Scaling a recipe for bad efficiency

A little over a year ago I did my first all-grain. I adapted it from some recommendations for a good Christmas ale. I listed the grains below. It was a huge success except for one problem. We ran out Christmas morning. I hit a fairly high gravity, 1.072. However I had a very low yield. With successive batches I learned that my problem was in the brew kettle. I have a very large heel. I need to boil roughly 7.25 to 7.5 gallons of wort to get 5 gallons. Roughly a gallon of that is evaporated, the rest is heel.

The brew kettle is on my short list to be replaced. Until then I've been making due with what I have. from recent batches I know that with 15# of grain and my typical efficiency, I get an OG somewhere in the neighborhood of 1.052 to 1.056 for five gallons. I'm going to be brewing another batch this weekend and I would really like to hit an OG in the neighborhood of 1.072.
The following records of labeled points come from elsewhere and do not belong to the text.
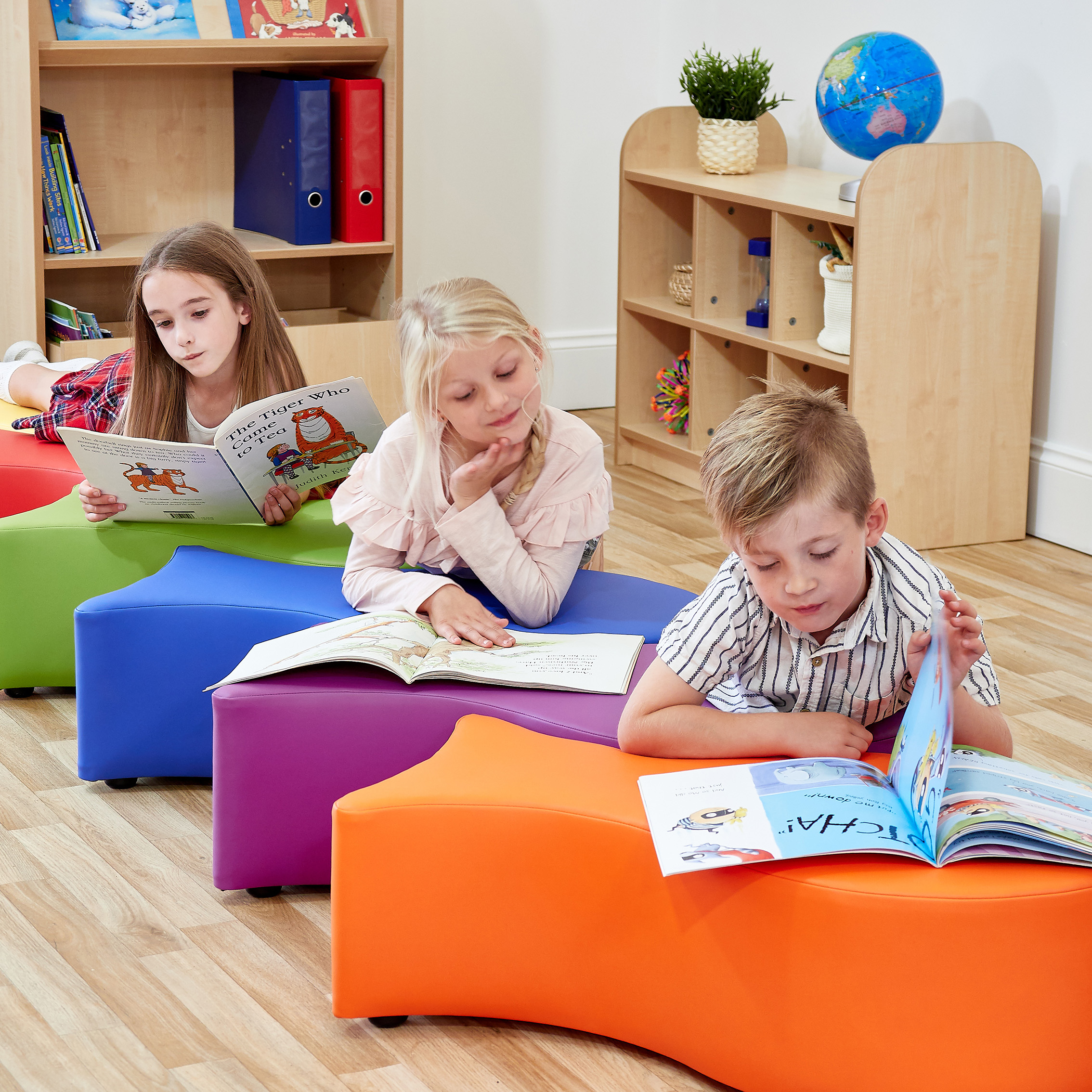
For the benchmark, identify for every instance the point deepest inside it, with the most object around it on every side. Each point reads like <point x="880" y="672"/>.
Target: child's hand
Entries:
<point x="455" y="614"/>
<point x="826" y="735"/>
<point x="473" y="480"/>
<point x="964" y="639"/>
<point x="282" y="503"/>
<point x="96" y="506"/>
  • Should I expect this ratio to be a linear scale?
  • How much grain should I add to scale this?
  • Should I add a proportional amount of all the grains or just the base grains?

Recipe:

  • 13# 2-row
  • 1# white wheat
  • 1# crystal 40L
  • 0.25# special roast malt
  • 0.25# roasted barley

Edit: Based on this recipe that gives me an OG of 1.052 - 1.0156, how should I scale up the recipe to achieve an OG of about 1.072 ?

Topic recipe-scaling homebrew

Category Mac


You can try to fix your efficiency issue first (as suggested by EZ).
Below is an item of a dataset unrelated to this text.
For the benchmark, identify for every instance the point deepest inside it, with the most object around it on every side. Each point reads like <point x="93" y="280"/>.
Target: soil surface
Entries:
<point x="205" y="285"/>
Regarding scaling the recipe, yes you can increase all grains to keep the same ratio.
As mentionned here the main thing that could be different is the hops utilization.

** Edit **

I entered your recipe in Beersmith to get scaled quantities:

  • 15.5 lbs 2-row
  • 1.25 lbs white wheat
  • 1.25 lbs crystal 40L
  • 0.3 lbs special roast malt
  • 0.3 lbs roasted barley

It should get you close to your goal of 1.072 given your efficiency.
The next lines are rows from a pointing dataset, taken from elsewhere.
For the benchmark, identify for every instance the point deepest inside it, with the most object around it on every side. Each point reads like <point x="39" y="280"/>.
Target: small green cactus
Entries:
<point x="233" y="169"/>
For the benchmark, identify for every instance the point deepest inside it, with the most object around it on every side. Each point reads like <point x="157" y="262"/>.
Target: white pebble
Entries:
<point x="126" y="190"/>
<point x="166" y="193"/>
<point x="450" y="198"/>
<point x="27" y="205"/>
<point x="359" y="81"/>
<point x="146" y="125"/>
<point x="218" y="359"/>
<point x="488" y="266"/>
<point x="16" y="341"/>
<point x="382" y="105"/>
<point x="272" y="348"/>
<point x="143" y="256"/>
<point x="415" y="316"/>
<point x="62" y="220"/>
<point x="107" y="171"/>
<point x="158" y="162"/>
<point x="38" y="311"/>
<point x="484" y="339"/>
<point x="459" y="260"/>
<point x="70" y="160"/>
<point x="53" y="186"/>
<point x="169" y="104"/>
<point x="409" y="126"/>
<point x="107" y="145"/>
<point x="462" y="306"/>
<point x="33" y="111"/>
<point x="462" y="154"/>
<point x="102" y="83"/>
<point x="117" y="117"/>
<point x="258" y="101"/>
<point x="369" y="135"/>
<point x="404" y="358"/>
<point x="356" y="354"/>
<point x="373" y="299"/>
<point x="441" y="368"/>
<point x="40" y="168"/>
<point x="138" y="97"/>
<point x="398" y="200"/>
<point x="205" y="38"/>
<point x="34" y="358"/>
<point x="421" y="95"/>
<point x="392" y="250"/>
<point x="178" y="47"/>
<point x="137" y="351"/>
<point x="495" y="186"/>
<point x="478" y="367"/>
Yes you scan scale and adjust your recipe to fit your brewhouse efficiency.

Programs and apps do this very easily. One simple free Android app is BrewR.

I think you would benifiet more from fixing the efficiency issue though. If you feel the poor efficiency is from your kettle and heel/trub. I would suspect that's from hops or other boil adjuncts.

  • IMO a different kettle won't help much.

  • Use a large BIAB net bag in your boil. Keep it off the bottom. This will allow you to remove most of not all of the boil trub and increase yield.

  • Don't use a whirlfloc tab or Irish moss. These fluf up and really inflate the trub volume. And are really pointless unless you're actually doing a whirlpool to leave the hot and cold breaks in the kettle. Whirlpool helps compact the trub. Also I've found I can achieve better head and brilliant clairity with just proper post fermentation fining. Also in a dark beer there's little point.


My recommendation would be to use a brewing program. Many are free or offer free trials on your mobile device or computer. You can plug in all your numbers to include boil off and trub loss and create equipment profiles. Also based on your recipe and numbers it will list a target gravity. If low based on your recipe to calculation ratio I would just add more base malt or DME to boost the gravity. Plug and play simplicity.